Here At Your Bedside

I was just reading Jasper Bernes's thoughtful post about The Bedside Guide to No Tell Motel today, and while I've only read through the first section of the anthology, I wanted to respond anyway.

My first response is wonderful whether the book is really "about sex" the way Jasper seems to interpret it. I think of my own two poems ("Rough Trade" and "Housewives"), both occupying the first section, which are sexual in certain ways but not, I hope, about sex. To me, they are "about" power, politics, economics, and gender. "Rough Trade" could actually be said to be more about the color blue than about sex. The word "blue" appears more times than any sexual content. "Trapdoor Fucking Exit" by Andrew Mister didn't seem to have much sex in it either, and it also didn't even seem "sexual."

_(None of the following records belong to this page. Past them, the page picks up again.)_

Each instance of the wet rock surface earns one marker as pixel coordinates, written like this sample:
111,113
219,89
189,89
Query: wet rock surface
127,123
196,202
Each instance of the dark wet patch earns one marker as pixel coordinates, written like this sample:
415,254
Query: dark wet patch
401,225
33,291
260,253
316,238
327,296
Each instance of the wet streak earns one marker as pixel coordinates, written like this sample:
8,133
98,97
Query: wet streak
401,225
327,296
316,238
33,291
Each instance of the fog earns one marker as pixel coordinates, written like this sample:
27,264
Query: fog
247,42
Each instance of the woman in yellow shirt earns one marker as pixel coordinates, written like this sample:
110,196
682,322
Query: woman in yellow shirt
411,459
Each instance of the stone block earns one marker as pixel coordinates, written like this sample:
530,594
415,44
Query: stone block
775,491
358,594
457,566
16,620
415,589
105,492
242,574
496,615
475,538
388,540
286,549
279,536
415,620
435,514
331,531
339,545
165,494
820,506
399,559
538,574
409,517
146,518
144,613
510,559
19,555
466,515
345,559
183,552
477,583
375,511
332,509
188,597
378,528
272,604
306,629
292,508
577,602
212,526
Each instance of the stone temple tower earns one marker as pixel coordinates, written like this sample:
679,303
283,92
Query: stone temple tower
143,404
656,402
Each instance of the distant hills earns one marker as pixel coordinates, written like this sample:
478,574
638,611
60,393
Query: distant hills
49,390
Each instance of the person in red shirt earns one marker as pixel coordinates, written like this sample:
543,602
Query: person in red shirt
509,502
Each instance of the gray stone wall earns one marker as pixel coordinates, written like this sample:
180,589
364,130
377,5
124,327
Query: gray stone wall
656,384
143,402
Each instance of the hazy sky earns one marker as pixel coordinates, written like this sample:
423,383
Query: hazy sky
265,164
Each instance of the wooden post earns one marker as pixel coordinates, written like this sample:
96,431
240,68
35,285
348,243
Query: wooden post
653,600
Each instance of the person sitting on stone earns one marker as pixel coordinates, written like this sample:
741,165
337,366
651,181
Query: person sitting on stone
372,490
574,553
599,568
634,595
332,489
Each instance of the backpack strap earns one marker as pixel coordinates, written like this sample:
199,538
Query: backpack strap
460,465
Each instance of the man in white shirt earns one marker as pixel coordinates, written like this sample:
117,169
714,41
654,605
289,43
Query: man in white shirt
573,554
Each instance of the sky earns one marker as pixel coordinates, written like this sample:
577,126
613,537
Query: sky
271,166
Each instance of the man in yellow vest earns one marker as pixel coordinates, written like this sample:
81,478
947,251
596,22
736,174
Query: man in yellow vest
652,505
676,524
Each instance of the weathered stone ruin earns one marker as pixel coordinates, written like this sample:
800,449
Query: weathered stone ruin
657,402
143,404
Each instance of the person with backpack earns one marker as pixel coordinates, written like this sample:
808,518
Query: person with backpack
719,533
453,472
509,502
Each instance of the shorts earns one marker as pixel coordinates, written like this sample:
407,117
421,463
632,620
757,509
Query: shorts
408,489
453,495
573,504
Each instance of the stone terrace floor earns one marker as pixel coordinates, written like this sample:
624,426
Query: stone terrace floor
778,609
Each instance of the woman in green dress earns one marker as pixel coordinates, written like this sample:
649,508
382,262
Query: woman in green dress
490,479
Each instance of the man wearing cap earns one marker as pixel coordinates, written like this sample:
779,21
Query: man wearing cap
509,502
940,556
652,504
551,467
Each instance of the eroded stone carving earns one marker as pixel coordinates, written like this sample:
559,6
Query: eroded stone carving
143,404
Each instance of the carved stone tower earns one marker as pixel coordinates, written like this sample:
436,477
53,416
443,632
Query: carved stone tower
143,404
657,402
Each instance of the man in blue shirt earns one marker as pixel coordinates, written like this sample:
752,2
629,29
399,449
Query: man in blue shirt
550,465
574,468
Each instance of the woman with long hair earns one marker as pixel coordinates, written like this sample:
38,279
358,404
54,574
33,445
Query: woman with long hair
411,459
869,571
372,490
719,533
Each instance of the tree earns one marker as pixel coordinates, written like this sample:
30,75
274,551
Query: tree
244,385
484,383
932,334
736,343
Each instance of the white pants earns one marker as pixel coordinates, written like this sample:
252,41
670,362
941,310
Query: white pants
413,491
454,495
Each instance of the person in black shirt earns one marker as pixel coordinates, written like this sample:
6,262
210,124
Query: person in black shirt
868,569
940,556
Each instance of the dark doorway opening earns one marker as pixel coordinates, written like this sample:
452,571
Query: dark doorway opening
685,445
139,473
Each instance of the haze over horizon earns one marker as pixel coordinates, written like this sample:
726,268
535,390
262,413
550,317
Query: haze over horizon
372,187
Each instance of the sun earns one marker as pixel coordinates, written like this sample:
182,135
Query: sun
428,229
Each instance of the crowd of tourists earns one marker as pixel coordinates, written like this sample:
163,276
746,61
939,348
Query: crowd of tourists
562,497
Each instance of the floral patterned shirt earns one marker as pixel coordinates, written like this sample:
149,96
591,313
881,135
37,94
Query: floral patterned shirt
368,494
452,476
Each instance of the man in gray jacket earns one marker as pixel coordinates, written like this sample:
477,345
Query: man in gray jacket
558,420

I wonder, then, if the cover or the "aesthetic" of No Tell Motel colors the reception of the work in strange ways. Or, if sex is perhaps the last great metaphor for all things. It is, after all, so many things so many people...

1 comment:

  1. Exactly. My take on No Tell Motel (the website, not the book), though I'm only beginnning to know the joys of it, is its allure, at least initially, lies in just that--its allure. The title in itself, an innuendo, delightful and playful, but an innuendo all the same.

    My thoughts since stumbling on the site was that while not all poems featured are sexual in nature, there's a good chance they're going to be read that way by defautl, just given the arena they're published in. Then again, maybe I'm wrong. More exploring, more excavating, more digging to be done. Then I'll tell.